Ich besitze zwei Kunstführer zum Bertram-Altar, einen von Christian Beutler aus dem Jahr 1984[4] und einen Stephanie Hauschild und Martina Sitt aus dem Jahr 2008[5]. Die Literatur zum Altar ist noch viel reicher, wird aber von den Autoren gut zusammengefasst. Beide Kunstführer präsentieren neben einer kunstgeschichtlichen Einordnung auch jeweils eigene Versuche, das Bildprogramm zu erschließen. Hauschild/Sitt verweisen darauf, dass sich Meister Bertram bei der Gestaltung der Schöpfungsbilder möglicherweise an zeitgenössischen Buchmalereien orientiert hat. Die Autorinnen stellen auch einen Zusammenhang zwischen den Bildern und den auf der Altarpredella (Aufsatzfuß des Altars) dargestellten Theologen bzw. Kirchenvätern dar. Es ist klar, dass Bertram, oder, wer auch immer ihm bei der Entwicklung des Bildprogramms unterstützt hat, theologische Ideen in die Darstellungen eingebaut hat. Stephanie Hauschild betont die besondere Bedeutung des Lichts in den Darstellungen. Der Goldgrund ist kein zufällig gewähltes Stilmittel sondern verweist auf das unsichtbare Göttliche, das sich als Licht ausdrücken kann. Gott und Licht werden in eins gesetzt. Interessant ist, dass nach mittelalterlicher Farblehre, wie die Autorin schreibt, auch das Rot als Stellvertreter für das Gold und damit das Licht stehen kann. Die rote „Sphäre“ in den ersten beiden Schöpfungsbildern kann so als „göttlich“ gelesen werden. Der Sturz der Engel im ersten Bild würde dann so etwas wie eine Trennung von Licht und Schatten (Licht und Finsternis) darstellen, wie sie der erste Schöpfungstag benennt. Die aus dem Licht herausfallenden Gestalten liest Hauschild als Licht- und Schattengestalten. Die auf die dunkle Erdscheibe fallenden Engel nehmen bereits den später dargestellten Sündenfall vorweg. Die zweite Bildtafel interpretiert die Autorin dann als „Sieg des Lichtes“ über die Dunkelheit.
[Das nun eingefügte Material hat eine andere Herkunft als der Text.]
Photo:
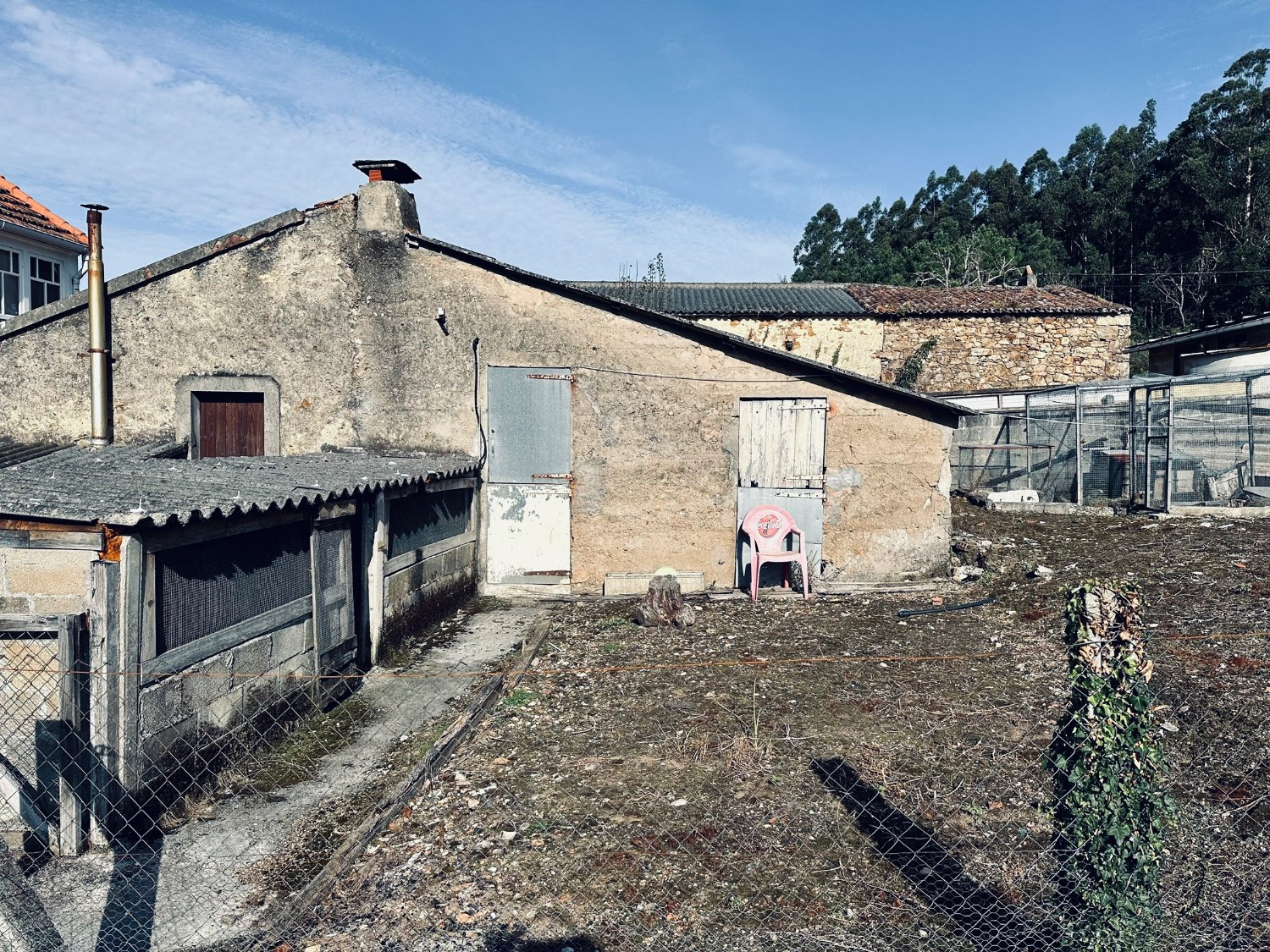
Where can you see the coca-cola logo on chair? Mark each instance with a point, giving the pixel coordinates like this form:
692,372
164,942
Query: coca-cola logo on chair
769,525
Christian Beutler verweist in seiner Deutung auf eine andere Quelle. Er verdeutlicht, dass Bertram in den ersten beiden Bildern nicht einfach den alttestamentlichen Schöpfungsbericht darstellt, sondern die Schöpfung vom Neuen Testament her liest. Der Johannesprolog („Im Anfang war das Wort…) spielt in den Gemälden offensichtlich eine große Rolle. Beutler vermutet, dass als literarische Vorlage neben der Bibel auch zeitgenössische „Weltchroniken“ zu Rate gezogen hat. Es handelte sich dabei um Versuche, die Heilsgeschichte mit der Weltgeschichte zusammen darzustellen. Die „Sächsische Weltchronik“ von 1248, so zitiert Beutler, beginnt mit der Schaffung von Himmel, Erde, Wasser, Feuer und Licht. Danach erfolgt die Erschaffung der Engel und der Engelsturz des Luzifer und seiner Gefährten. Im zweiten Bild sieht Beutler dann eine Ausgestaltung des Johannesprologs. Das Angesicht Christi in der roten Sphäre verweist auf das ewige Wort des Vaters.
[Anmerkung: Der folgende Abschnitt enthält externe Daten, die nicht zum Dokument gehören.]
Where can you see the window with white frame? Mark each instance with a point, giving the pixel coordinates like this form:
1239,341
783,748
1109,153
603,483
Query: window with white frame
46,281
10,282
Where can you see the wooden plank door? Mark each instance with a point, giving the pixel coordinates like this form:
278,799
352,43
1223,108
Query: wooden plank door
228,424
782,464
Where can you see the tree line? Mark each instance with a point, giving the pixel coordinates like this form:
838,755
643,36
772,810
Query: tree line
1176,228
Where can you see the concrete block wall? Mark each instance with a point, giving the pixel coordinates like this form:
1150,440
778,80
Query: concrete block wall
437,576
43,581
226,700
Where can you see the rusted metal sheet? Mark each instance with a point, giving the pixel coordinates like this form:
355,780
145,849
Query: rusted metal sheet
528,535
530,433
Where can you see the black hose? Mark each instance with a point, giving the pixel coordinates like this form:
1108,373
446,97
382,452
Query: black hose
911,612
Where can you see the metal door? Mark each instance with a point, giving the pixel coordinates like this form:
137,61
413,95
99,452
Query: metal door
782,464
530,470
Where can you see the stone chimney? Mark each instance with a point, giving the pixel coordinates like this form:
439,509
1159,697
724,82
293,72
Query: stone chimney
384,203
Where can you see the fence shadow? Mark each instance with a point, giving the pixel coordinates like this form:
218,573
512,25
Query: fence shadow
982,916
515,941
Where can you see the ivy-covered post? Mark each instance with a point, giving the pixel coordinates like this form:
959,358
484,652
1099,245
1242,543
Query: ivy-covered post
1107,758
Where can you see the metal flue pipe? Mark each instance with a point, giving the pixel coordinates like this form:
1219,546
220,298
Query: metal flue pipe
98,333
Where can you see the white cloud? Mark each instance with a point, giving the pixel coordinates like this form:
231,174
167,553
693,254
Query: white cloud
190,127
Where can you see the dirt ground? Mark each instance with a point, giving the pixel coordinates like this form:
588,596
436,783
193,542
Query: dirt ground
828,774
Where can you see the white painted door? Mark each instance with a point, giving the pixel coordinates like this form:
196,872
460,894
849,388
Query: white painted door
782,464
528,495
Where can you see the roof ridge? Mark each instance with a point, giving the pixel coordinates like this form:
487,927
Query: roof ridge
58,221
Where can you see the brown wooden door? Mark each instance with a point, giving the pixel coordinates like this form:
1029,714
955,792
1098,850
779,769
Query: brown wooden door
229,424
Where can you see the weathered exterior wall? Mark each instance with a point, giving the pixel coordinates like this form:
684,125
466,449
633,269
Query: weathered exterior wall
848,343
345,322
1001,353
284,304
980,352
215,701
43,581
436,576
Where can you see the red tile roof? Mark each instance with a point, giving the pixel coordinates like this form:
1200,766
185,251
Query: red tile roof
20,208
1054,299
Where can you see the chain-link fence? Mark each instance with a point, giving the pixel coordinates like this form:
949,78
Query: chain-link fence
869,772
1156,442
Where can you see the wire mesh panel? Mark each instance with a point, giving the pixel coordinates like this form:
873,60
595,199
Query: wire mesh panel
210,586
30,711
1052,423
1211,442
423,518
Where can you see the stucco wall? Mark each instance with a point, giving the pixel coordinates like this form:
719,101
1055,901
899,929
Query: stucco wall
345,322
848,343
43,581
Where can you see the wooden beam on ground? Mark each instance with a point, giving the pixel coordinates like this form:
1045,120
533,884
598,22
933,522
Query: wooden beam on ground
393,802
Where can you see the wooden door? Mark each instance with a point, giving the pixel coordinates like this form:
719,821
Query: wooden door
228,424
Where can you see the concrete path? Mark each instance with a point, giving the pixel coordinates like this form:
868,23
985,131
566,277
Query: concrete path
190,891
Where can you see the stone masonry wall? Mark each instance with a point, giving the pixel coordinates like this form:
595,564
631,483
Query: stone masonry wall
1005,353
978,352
Beide Kunstführer wagen sich also in die theologische Deutung vor, sind dabei aber aus meiner Sicht nicht ganz überzeugend. Sie sehen richtige Details, können sie aber noch nicht kongruent zusammendenken. Meiner Überzeugung nach spiegelt der Bertram-Altar eine bestimmte Frömmigkeit seiner Zeit wider, die sich unweigerlich auch in anderen Werken der Epoche findet. Es ist daher aus meiner Sicht weniger wichtig, bestimmte kunstgeschichtliche Vorbilder zu benennen, als vielmehr in den „Ideenstrom“ der ausgehenden Gotik einzutauchen. Von dort lassen sich die einzelnen Bildelemente (so hoffe ich) besser zusammendenken.
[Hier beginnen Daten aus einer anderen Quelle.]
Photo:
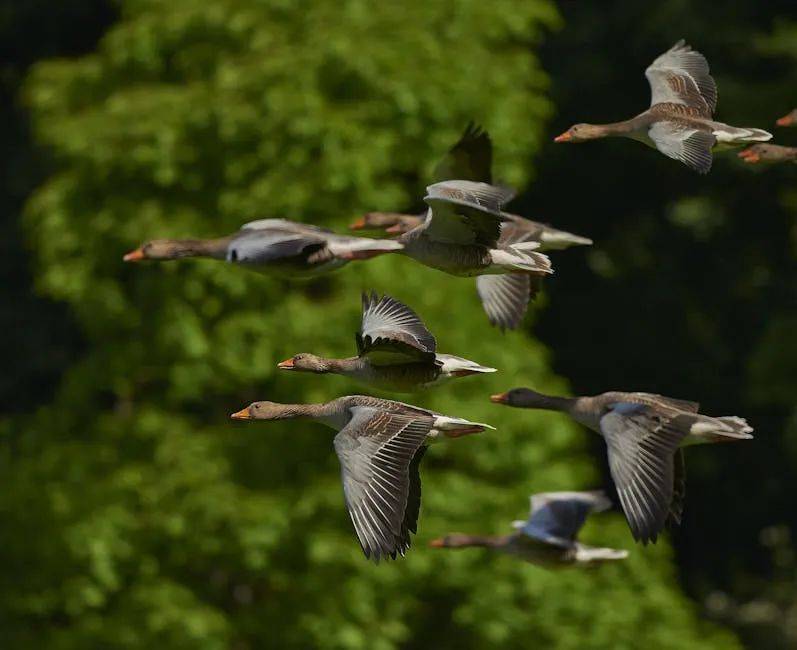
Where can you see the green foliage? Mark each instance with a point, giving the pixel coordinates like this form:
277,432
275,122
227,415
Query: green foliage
136,514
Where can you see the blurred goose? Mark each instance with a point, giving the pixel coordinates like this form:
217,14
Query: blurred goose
768,153
790,119
643,434
395,352
548,537
679,121
379,445
271,245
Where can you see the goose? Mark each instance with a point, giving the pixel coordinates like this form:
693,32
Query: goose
790,119
548,537
271,245
768,153
395,352
460,236
679,122
550,238
644,434
505,298
380,444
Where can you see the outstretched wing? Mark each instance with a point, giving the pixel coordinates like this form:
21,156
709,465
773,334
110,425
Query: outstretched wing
681,76
641,444
470,159
392,333
465,212
556,517
506,297
376,450
682,142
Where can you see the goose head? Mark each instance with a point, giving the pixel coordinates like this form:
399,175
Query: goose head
266,411
305,362
581,133
790,119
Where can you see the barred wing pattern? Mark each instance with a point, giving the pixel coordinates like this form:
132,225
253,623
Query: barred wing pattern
376,450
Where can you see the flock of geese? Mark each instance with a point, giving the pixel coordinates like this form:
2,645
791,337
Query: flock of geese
465,232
Bevor wir in die theologische Gedankenwelt reisen, möchte ich noch kurz eine Vorbemerkung machen. Die großen Bildwerke des Mittelalters sind kein reiner Kirchenschmuck, sondern verfolgen katechetische Zwecke. Beim Anschauen der Darstellungen sollen die biblischen Erzählungen nicht nur vermittelt, sondern zugleich auch gedeutet werden. Die Bilder sind Predigt oder Katechese und somit auch Spiegel einer jeweiligen Frömmigkeit.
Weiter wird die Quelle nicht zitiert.